You are viewing a plain text version of this content. The canonical link for it is here.
Posted to solr-user@lucene.apache.org by Saïd Radhouani <r....@gmail.com> on 2010/07/02 18:36:31 UTC

Use free text to search against boolean fields?

Hi,

I have the following kind of data to index in a multilingual context: is_man, is_single, has_job, etc.

Logically, the underlying fields have a value of "yes" or "no." That's why the boolean type would be appropriate. But my problem is, in addition to be able to filter on these fields, I would like to give my users the possibility to search against these fields using free text. i.e., a query might be "single man having job." Therefore, I think that the boolean type is not appropriate anymore. Instead, I'm thinking of using the string type, and each field will be either empty (the "no" case), or populated by its own tag. e.g., if we deal about a man, the field is_man will contain the string "man." Then, I copy all these fields into a text field that I ca user for free text search.

Does that make sense?

Does that make sense in a multilingual context, i.e., field tags can be different in each language (EN => man, single, jog, FR => homme, célibataire, emploi, etc.)

Thanks!

-Saïd

Re: Use free text to search against boolean fields?
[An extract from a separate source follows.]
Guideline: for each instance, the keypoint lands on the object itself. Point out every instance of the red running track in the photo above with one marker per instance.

Posted by Saïd Radhouani <r....@gmail.com>.
Hi Jan,

The vocabulary of my domain is very small and pretty controlled. Users will ask queries about features of our products, and we have less than one hundred features.. So the idea is to have a text field "features" storing all the features. And, re: the multilingualism, I can have "features_en", "features_fr", etc.  

What do you think?
-Saïd


On Jul 3, 2010, at 5:09 PM, Jan Høydahl / Cominvent wrote:

> Hi,
> 
> It would help to know more about the actual application, and see some use cases in order to answer that question. I thought that this would be free-text queries from users, and as soon as you have free-text then you WILL get all kinds of stuff in the queries. However, if your users are well educated on how to query your system and behave, then what you suggest makes more sense. It's quick to test and see how it works.
> 
> --
> Jan Høydahl, search solution architect
> Cominvent AS - www.cominvent.com
> Training in Europe - www.solrtraining.com
> 
> On 3. juli 2010, at 01.11, Saïd Radhouani wrote:
> 
>> Hi Jan,
>> 
>> Thanks for this suggestion. If we choose parsing, then why don't we do it at the indexing side, instead of the querying side, which might slows down the search process? i.e., if a document has "is_man=true" and "is_single=true", the we populate a text field by the words "man" and "single". Then, during the search, we compare the user query with the text field. There's no "intelligent" query in my application, i.e., users would not ask for "not smoking". If they mention a word, it means that the boolean value is true.
>> 
>> I don't have many fields, so populating a text field will not dramatically increase the size of my index.
>> 
>> What do you think?
>> 
>> -Saïd
>> 
>> On Jul 3, 2010, at 12:36 AM, Jan Høydahl / Cominvent wrote:
>> 
>>> Hi,
>>> 
>>> I would rather go for the boolean variant and spend some time writing a query parser which tries to understand all kinds of input people may make, mapping it into boolean filters. In this way you can support both navigation and search and keep both in sync whatever people prefert to start with. I'm not saying it is easy to write such a parser, but you know the domain and the users...
>>> 
>>> Another reason for doing it this way is that if you have a field does_smoke=true, you still want to match if someone writes "not smoking". Your parser would have to understand negations, e.g. through a set of regex ((not|non|no) (smoker|smoking|smoke))...
>>> 
>>> You could always do a mix also - to keep a free-text field as well, and any words that your parser does not understand can be passed through to the free-text as a "should" term with a boost.
>>> 
>>> --
>>> Jan Høydahl, search solution architect
>>> Cominvent AS - www.cominvent.com
>>> Training in Europe - www.solrtraining.com
>>> 
>>> On 2. juli 2010, at 18.36, Saïd Radhouani wrote:
>>> 
>>>> Hi,
>>>> 
>>>> I have the following kind of data to index in a multilingual context: is_man, is_single, has_job, etc.
>>>> 
>>>> Logically, the underlying fields have a value of "yes" or "no." That's why the boolean type would be appropriate. But my problem is, in addition to be able to filter on these fields, I would like to give my users the possibility to search against these fields using free text. i.e., a query might be "single man having job." Therefore, I think that the boolean type is not appropriate anymore. Instead, I'm thinking of using the string type, and each field will be either empty (the "no" case), or populated by its own tag. e.g., if we deal about a man, the field is_man will contain the string "man." Then, I copy all these fields into a text field that I ca user for free text search.
>>>> 
>>>> Does that make sense?
>>>> 
>>>> Does that make sense in a multilingual context, i.e., field tags can be different in each language (EN => man, single, jog, FR => homme, célibataire, emploi, etc.)
>>>> 
>>>> Thanks!
>>>> 
>>>> -Saïd
>>> 
>> 
> 


Re: Use free text to search against boolean fields?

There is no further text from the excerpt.